Barbeque is a religion in the south, but it’s rare here. Purists define it as pork (and only pork) slow-cooked over a smoldering woodfire. Barbeque is more broadly defined as an event at which people come together, often outdoors, to celebrate and eat barbeque (the pork from the first definition). Muddy Waters is the place for both; it’s a slow-cooked celebration of barbeque pork.
The restaurant’s Memphis barbeque has a delightfully deep, smoky flavour to it from the hickory wood used on the fire. The rib meat blushes a pinkish tinge, its smoky tenderness literally causing it to fall off the bone. Although not technically barbeque you can also get slow-cooked chicken (finished on the grill) and grilled steak.
These meats are sauced with one of two flavours. As with all good barbeque, the sauce is added towards the end of the slow-cooking process, not slathered on at the beginning. The first is a traditional sauce: sweet and thick, ideal for the ribs or steak. Then there’s the chile mango sauce, with a nice kick smoothed by the natural sweetness of the mango. It is an excellent way to liven up chicken.
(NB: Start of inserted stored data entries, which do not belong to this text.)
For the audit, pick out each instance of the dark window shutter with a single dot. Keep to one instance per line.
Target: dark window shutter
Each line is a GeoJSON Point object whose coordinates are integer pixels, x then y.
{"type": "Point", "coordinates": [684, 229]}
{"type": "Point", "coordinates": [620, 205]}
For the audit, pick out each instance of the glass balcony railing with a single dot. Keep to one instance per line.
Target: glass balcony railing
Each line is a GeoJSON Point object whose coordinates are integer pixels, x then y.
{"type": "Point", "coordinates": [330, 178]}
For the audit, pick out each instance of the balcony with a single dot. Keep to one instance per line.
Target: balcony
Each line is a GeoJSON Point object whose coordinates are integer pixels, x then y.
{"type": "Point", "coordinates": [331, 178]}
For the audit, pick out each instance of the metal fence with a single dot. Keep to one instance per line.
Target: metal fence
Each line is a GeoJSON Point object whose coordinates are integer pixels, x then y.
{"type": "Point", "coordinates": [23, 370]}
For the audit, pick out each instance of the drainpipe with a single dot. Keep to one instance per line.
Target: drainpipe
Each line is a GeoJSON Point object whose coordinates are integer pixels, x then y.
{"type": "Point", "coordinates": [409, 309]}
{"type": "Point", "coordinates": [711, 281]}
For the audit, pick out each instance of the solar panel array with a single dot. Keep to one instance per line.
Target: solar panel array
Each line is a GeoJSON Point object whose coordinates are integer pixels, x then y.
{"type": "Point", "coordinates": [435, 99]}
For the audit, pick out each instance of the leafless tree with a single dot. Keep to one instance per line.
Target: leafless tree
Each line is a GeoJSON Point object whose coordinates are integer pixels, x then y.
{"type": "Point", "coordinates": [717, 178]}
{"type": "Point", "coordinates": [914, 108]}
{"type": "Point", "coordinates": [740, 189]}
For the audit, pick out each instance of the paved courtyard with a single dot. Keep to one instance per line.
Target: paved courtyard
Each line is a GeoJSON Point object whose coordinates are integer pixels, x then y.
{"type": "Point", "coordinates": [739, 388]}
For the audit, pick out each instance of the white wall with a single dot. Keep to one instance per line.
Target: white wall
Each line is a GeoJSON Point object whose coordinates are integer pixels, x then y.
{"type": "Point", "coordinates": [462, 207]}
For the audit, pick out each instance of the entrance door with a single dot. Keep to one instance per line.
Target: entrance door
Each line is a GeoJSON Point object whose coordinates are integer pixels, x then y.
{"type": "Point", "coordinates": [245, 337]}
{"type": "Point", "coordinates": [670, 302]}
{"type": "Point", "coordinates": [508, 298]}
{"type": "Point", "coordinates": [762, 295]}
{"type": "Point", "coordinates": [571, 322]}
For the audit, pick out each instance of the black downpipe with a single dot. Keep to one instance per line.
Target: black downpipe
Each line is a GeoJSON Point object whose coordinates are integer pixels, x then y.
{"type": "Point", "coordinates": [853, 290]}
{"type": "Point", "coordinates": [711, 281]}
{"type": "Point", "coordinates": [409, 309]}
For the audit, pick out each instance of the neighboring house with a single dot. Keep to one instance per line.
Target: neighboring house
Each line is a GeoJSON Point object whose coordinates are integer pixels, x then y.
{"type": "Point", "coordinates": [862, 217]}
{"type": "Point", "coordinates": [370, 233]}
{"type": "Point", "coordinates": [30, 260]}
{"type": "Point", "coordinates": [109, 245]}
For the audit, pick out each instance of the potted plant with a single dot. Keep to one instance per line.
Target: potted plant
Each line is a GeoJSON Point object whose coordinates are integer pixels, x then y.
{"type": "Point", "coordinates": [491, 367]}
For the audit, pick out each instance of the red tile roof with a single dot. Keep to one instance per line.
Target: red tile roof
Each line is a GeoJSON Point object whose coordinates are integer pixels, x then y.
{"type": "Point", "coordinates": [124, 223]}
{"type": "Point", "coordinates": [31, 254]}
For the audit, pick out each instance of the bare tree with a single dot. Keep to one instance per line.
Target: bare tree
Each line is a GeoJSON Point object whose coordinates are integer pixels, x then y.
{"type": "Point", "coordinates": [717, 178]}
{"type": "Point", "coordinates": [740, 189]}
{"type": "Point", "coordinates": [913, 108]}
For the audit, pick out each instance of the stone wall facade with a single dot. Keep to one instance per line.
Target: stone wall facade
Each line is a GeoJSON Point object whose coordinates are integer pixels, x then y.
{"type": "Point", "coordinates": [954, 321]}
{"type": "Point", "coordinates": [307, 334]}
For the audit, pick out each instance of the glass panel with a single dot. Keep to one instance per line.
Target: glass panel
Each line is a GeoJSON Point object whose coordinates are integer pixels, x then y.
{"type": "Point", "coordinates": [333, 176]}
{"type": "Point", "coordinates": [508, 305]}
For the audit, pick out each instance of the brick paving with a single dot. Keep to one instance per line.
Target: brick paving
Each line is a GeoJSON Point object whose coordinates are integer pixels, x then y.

Perhaps not surprisingly, Muddy Waters also offers one of the city’s finest (and most expensive) burgers—a half pound of ground beef, formed into a thick patty, with a large hole left in the middle of it. This shape is claimed to shorten cooking time and reduce shrinkage. True or not, the result is a burger that bursts with flavour.
There are a number of side dishes available—two of which are especially noteworthy. Muddy Waters’ coleslaw is creamy and flavourful; far superior to the overly-sweet, soggy mush at some of the chain restaurants. The baked beans are also blissful. These little brown beauties are slow-cooked to deliver delightful hints of chile, tomato, molasses, apple, vinegar, and sugar in every sweet, spicy mouthful. The bartenders for the patios mix some of the best fresh fruit margaritas in the city. With lively blues and reggae music playing on the outdoor speakers, these frosty concoctions can set the ideal summer mood.